In the summer of 1934, aboard a ship floating near the Atlantic island of Nonsuch, marine biologist Gloria Hollister sat on a crate with a telephone receiver in her ear, writing furiously in the notebook cradled in her lap. The phone line attached to a steel cable, which unrolled off the side of the vessel and plunged into the sea, sinking 3000 ft down. There, suspended by the cable, dangled a four-and-a-half-foot steel ball called the bathysphere. Crumpled up inside, gazing through three-inch quartz windows at the undersea world, sat Hollister’s colleague William Beebe. He called up to her excitedly, describing bizarre creatures, explosions of bioluminescence, strange effects of light and color. Hollister, scratching in her notebook amidst the rocking waves, listened, questioned, and tried to get down everything she heard.
Hours later, after the ship’s crew reeled up the cable and winched the bathysphere onto the deck, Beebe emerged in a daze. He had seen new, fantastic species, but due to poor visibility he hadn’t been able to photograph what he saw. Knowing there would be no other evidence, artist Else Bostelmann stood by, and based on Hollister’s logbooks and Beebe’s de-briefings, she rendered images of creatures with glowing tentacles and luminescent fangs, outlandish species that a moment before she hadn’t known existed.
These collaborative writings and images offer the first eyewitness account of the deep ocean. Like the iconic photograph of earth taken from space, they are a turning point in how we imagine our planetary home. It made the bathysphere team famous. They received fan mail from Rudyard Kipling, Gypsy Rose Lee, and the Soviet Institute of Fisheries.
In Half Mile Down, his account of the expeditions published later that year, Beebe tried to describe the effect the dives had on him. The pressure and solitude had made him feel utterly vulnerable. But mostly he was stunned by color, and by the peculiar luminosity of the dark zone not reached by the sun. The word black, he wrote, could no longer be trusted. He would have to invent an entirely new vocabulary to describe the “single vibration” that had soaked his mind.
The bathysphere dives were the high point of the ten-year collaboration between William Beebe and Gloria Hollister, begun while they studied tropical birds and fish in South America. Soon after the dives of 1934, they both abandoned marine exploration and went their separate ways. But their approach to the natural world—emphasizing close attention to dense webs of interrelationships—lay the groundwork for what would become the study of ecology. Their influence is still felt today.

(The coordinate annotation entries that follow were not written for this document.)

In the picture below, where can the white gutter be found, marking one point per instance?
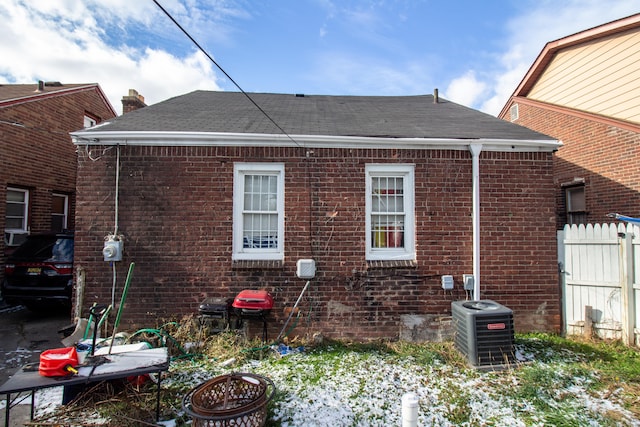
(156, 138)
(475, 168)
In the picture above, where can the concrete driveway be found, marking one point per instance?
(23, 336)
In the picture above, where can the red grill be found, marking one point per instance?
(252, 303)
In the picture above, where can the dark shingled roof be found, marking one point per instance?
(362, 116)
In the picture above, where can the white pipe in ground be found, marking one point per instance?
(409, 410)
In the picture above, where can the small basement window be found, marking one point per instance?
(576, 205)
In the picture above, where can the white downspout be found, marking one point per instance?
(475, 150)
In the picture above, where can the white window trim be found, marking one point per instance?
(257, 254)
(407, 171)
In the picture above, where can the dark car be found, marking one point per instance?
(39, 274)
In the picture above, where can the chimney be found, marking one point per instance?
(133, 101)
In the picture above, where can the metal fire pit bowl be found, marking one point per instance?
(237, 399)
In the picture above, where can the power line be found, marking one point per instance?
(225, 73)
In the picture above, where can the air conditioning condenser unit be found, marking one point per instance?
(484, 332)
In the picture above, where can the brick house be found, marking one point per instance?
(211, 195)
(38, 160)
(583, 90)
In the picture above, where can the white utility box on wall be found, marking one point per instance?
(306, 268)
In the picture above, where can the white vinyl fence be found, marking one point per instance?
(599, 269)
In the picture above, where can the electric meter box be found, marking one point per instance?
(306, 268)
(112, 250)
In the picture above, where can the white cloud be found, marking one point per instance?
(62, 41)
(542, 22)
(466, 89)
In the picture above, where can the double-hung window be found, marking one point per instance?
(390, 212)
(258, 211)
(17, 219)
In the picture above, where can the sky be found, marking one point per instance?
(475, 52)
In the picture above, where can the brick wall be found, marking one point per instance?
(39, 156)
(605, 156)
(175, 212)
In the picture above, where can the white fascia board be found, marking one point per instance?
(152, 138)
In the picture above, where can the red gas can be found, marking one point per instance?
(58, 362)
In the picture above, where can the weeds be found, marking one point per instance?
(563, 382)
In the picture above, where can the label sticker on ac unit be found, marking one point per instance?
(493, 326)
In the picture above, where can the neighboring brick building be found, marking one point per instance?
(213, 197)
(37, 158)
(584, 90)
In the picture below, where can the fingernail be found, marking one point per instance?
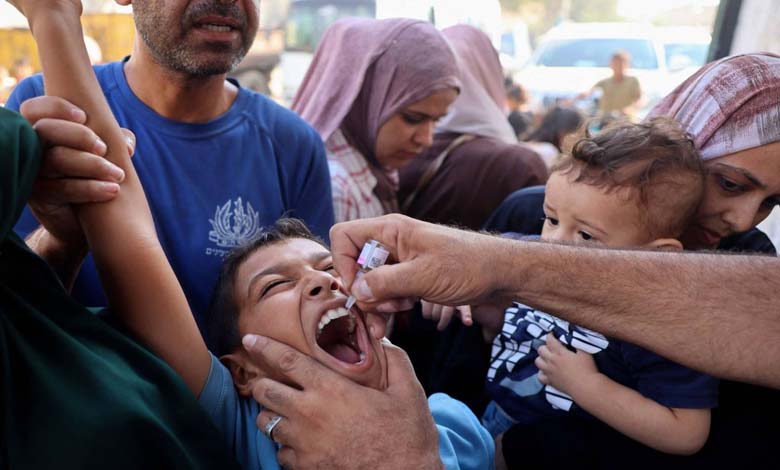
(254, 340)
(387, 307)
(361, 290)
(130, 142)
(78, 115)
(112, 188)
(116, 173)
(100, 147)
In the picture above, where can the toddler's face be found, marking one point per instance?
(290, 292)
(580, 213)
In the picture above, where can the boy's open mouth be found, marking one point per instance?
(337, 334)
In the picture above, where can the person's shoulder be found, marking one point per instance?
(276, 119)
(463, 441)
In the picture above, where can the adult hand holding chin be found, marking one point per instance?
(328, 421)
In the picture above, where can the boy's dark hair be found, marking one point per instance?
(222, 316)
(657, 158)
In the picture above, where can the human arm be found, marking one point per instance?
(137, 277)
(711, 312)
(331, 422)
(73, 172)
(671, 430)
(442, 314)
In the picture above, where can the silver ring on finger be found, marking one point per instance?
(269, 427)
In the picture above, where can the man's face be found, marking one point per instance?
(290, 292)
(580, 213)
(199, 37)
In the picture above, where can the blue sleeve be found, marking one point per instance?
(463, 442)
(667, 382)
(302, 153)
(236, 420)
(315, 200)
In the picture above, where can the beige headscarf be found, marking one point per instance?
(729, 105)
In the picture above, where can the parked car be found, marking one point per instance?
(686, 49)
(573, 57)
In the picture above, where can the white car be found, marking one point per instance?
(573, 57)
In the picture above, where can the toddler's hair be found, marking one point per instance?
(656, 160)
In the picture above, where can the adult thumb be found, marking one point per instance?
(390, 281)
(400, 372)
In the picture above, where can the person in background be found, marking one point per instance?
(547, 140)
(628, 186)
(712, 312)
(475, 160)
(218, 161)
(520, 117)
(620, 93)
(474, 163)
(373, 92)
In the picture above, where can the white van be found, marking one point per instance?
(572, 57)
(308, 19)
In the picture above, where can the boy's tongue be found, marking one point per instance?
(343, 353)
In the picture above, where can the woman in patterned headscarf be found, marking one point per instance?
(373, 92)
(731, 108)
(474, 147)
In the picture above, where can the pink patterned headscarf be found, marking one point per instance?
(479, 109)
(729, 105)
(365, 71)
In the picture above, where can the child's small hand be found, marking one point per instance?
(562, 368)
(443, 314)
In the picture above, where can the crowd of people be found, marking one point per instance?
(196, 219)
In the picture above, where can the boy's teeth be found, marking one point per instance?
(216, 27)
(334, 314)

Hollister kept extensive diaries throughout the expeditions. She described the challenges and surprises of the work, her thoughts on science and religion, her occasional attempts to imagine the experience of the fish she was studying. These writings were archived upon her death, but they have never been edited or published. Some of Bostelmann’s illustrations were exhibited at New York’s Drawing Center in 2017, but more of her work remains in an archive at the Museum of Art in Bermuda, where it has rarely been seen. Even Beebe’s popular nonfiction books of the time are largely out of print today, and mostly forgotten..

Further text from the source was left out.